Kanana: Compute-efficient Bilingual Language Models (2502.18934v3)

Published 26 Feb 2025 in cs.CL and cs.LG

Abstract: We introduce Kanana, a series of bilingual LLMs that demonstrate exceeding performance in Korean and competitive performance in English. The computational cost of Kanana is significantly lower than that of state-of-the-art models of similar size. The report details the techniques employed during pre-training to achieve compute-efficient yet competitive models, including high quality data filtering, staged pre-training, depth up-scaling, and pruning and distillation. Furthermore, the report outlines the methodologies utilized during the post-training of the Kanana models, encompassing supervised fine-tuning and preference optimization, aimed at enhancing their capability for seamless interaction with users. Lastly, the report elaborates on plausible approaches used for LLM adaptation to specific scenarios, such as embedding, retrieval augmented generation, and function calling. The Kanana model series spans from 2.1B to 32.5B parameters with 2.1B models (base, instruct, embedding) publicly released to promote research on Korean LLMs.

Summary

The paper introduces Kanana, bilingual models achieving over 11% compute savings in pre-training through staged training, up-scaling, and iterative pruning techniques.
Kanana uses rigorously filtered bilingual datasets to achieve competitive performance on benchmarks like MMLU, KMMLU, and HAE-RAE, demonstrating particular strength in Korean-specific tasks.
Kanana utilizes a comprehensive post-training pipeline, including SFT and preference optimization, for robust performance across diverse NLP applications and domain-specific tasks.
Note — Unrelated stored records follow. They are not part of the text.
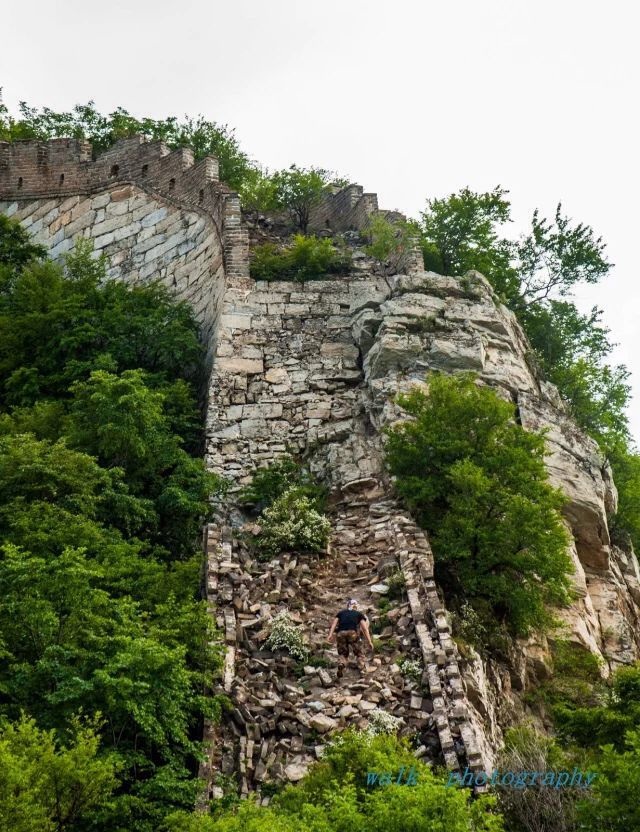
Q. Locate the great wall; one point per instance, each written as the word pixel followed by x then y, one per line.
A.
pixel 313 369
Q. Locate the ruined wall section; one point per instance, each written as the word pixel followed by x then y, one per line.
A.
pixel 155 214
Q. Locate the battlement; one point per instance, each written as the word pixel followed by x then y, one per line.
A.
pixel 65 167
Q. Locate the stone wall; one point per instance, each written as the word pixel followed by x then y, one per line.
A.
pixel 155 214
pixel 313 369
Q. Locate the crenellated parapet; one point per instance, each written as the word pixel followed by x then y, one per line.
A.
pixel 156 214
pixel 60 167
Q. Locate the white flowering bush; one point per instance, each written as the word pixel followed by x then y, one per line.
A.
pixel 291 523
pixel 381 722
pixel 411 669
pixel 285 635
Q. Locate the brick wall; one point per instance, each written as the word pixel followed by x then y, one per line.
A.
pixel 155 214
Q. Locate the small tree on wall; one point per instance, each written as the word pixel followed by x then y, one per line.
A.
pixel 299 190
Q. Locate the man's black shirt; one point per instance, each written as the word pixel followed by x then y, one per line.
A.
pixel 349 619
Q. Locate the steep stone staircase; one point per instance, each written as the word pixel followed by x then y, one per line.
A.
pixel 283 712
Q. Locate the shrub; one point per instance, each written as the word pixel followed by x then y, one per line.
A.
pixel 390 242
pixel 477 483
pixel 396 583
pixel 299 190
pixel 381 722
pixel 267 484
pixel 285 635
pixel 411 668
pixel 536 809
pixel 292 523
pixel 306 258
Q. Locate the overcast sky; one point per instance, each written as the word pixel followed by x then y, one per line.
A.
pixel 410 98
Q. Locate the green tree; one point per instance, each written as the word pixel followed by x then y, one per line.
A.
pixel 205 138
pixel 391 242
pixel 555 256
pixel 47 788
pixel 477 482
pixel 16 251
pixel 258 193
pixel 305 258
pixel 613 804
pixel 299 190
pixel 461 232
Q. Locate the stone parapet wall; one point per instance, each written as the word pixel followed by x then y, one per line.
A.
pixel 154 214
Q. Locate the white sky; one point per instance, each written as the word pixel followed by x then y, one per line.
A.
pixel 408 98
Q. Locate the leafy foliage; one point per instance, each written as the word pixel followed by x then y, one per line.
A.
pixel 270 482
pixel 334 796
pixel 101 501
pixel 608 721
pixel 284 634
pixel 299 190
pixel 535 276
pixel 614 806
pixel 258 193
pixel 47 788
pixel 459 233
pixel 390 242
pixel 477 482
pixel 85 122
pixel 291 523
pixel 536 809
pixel 306 258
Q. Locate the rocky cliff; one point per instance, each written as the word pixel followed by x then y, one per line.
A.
pixel 313 369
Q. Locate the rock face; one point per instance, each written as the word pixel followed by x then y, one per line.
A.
pixel 313 369
pixel 326 360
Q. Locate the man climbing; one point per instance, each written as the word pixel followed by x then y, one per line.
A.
pixel 351 626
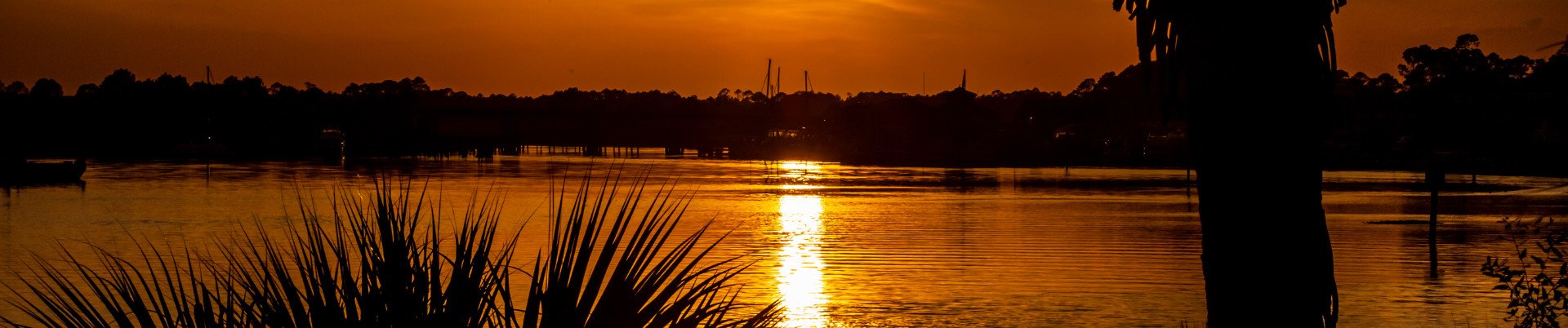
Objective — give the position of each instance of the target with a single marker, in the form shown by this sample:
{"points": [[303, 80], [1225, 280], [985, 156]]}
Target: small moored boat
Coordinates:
{"points": [[42, 170]]}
This paper presents Kanana, a bilingual LLM family that emphasizes compute efficiency through innovative training and adaptation techniques.

It reduces pre-training compute by employing staged pre-training, depth up-scaling, and iterative pruning/distillation, saving over 11% of resources compared to training from scratch.
It leverages rigorously filtered bilingual datasets to achieve competitive performance on benchmarks such as MMLU, KMMLU, and HAE-RAE while excelling in Korean-specific tasks.
Its comprehensive post-training pipeline—including supervised fine-tuning, offline and online preference optimization, and domain-specific adaptations for embedding, retrieval, and function calling—ensures robust performance across diverse NLP applications.